Australia here we come.
They are learning from Codex
https://hascodexratelimitreset.today
AI psychosis intensifies
changes sleep schedule
Ah crap I was hoping to benefit more of my sub because I'm in an off-hours tz.
Wtf is ET? Is an alien time?
My fellow Californians would agree that, yes, ET is an alien time. https://en.wikipedia.org/wiki/Eastern_Time_Zone
Is this going to cause another outage?
These promos should be based on when more renewable energy is available for inference not when less people are likely to be using the AI. We need to adjust usage to when supply is more renewable for both training and inference in order to better protect our grid and the planet.
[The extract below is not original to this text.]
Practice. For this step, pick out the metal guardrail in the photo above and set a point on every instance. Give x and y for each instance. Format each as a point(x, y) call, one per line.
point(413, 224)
I believe Claude is still designated a supply chain risk by the United States government. Whether this affects usage of it or not, that's up to each individual, but it's definitely a curious fact (by HN standards).
That sounds to me similar to "Telegram banned by Russian government", more of a seal of approval than anything.
That is only relevant if you are in the government/military. The US government has not made using Claude Code a crime, yet.